Egypt finds ancient burial site of crocodiles, infants and scorpions
Archaeologists have unearthed a dozen burial sites near the southern city of Aswan that date back almost 3,500 years to the New Kingdom era of ancient Egypt, the Antiquities Ministry said on Wednesday.
The graves were discovered 65 km north of Aswan, and would have been used during the reigns of pharaohs Thutmose III and Amenhotep II.
The excavation site was in a quarry where the same researchers also uncovered ancient sandstone sculptures in 2015.
It is hoped the newly-discovered burial sites will help historians better understand ancient Egyptian healthcare and give a boost to Egypt's struggling tourism industry, which has been beset by political upheaval and militant attacks since the unseating of autocrat Hosni Mubarak in 2011.
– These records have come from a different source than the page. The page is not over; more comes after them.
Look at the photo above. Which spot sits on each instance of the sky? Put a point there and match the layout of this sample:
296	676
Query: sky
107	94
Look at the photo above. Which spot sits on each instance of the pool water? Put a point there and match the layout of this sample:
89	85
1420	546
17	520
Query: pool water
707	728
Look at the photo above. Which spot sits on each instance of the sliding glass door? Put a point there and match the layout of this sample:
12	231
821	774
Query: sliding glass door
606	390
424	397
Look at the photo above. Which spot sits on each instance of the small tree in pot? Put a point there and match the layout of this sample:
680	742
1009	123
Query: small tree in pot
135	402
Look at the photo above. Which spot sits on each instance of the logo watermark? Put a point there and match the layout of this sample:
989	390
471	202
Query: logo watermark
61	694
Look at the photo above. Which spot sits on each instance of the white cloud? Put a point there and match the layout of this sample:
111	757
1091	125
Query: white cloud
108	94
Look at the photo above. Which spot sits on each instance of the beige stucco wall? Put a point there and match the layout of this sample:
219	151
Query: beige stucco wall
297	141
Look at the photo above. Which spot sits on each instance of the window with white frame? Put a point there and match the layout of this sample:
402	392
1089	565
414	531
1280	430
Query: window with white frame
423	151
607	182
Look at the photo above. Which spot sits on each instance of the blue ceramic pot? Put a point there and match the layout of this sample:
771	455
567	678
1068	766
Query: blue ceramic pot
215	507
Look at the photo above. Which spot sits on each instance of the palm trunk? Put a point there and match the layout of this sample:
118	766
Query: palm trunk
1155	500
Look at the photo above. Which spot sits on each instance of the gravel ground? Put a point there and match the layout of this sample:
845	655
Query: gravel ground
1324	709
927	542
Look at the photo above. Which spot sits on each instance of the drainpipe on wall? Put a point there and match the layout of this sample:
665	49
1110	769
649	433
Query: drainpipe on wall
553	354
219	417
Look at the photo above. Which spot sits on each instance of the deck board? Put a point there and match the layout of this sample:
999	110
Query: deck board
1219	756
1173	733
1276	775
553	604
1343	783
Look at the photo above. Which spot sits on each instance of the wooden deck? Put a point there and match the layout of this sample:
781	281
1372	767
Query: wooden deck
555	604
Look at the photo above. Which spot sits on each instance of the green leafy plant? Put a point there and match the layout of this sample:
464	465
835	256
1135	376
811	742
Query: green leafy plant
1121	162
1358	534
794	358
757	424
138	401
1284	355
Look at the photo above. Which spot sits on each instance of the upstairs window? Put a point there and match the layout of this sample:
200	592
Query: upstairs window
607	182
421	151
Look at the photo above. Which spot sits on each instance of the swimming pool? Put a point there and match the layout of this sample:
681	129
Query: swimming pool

The graves are carved into rock faces, and each contain one or two burial chambers. It is thought the people buried at the site were members of the upper middle-class, rather than pharoahs.
'Its tail was orientated towards the south while its head, which was missing, would have been in the north'
- John Ward, associate dig director
So far researchers have opened up two of the graves, finding inside the intact remains of infants and a cat.
A mysterious entire crocodile skeleton was also found in the middle of a courtyard, as well as totems and scorpions.
"Its tail was orientated towards the south while its head, which was missing, would have been in the north," associate dig director John Ward said.
Maria Nilsson, the head of the expedition, said that the human remains showed malnutrition and broken bones that were the result of heavy labour.
Site previously plundered
The investigation managed to discover the intact graves at a site that had previously been plundered by grave robbers.
Nilsson said she struggled with a sense of "frustration" about what might have been discovered, had it not been for looters who overran the site, particularly prior to the 1990s when regulations were tightened.
Many of the graves that were previously looted have since been flooded by the waters of the Nile , leaving them "a mess of skeletons, ceramics, sand and junk," Nilsson said.
The expedition from Sweden's Lund University began nine years ago in 2012. In 2015 it discovered the remains of an ancient temple, also in Gabal al-Silsila.
Further studies are expected to reveal further information about the social rankings of those buried there, and exactly what purpose the uncovered cemeteries served.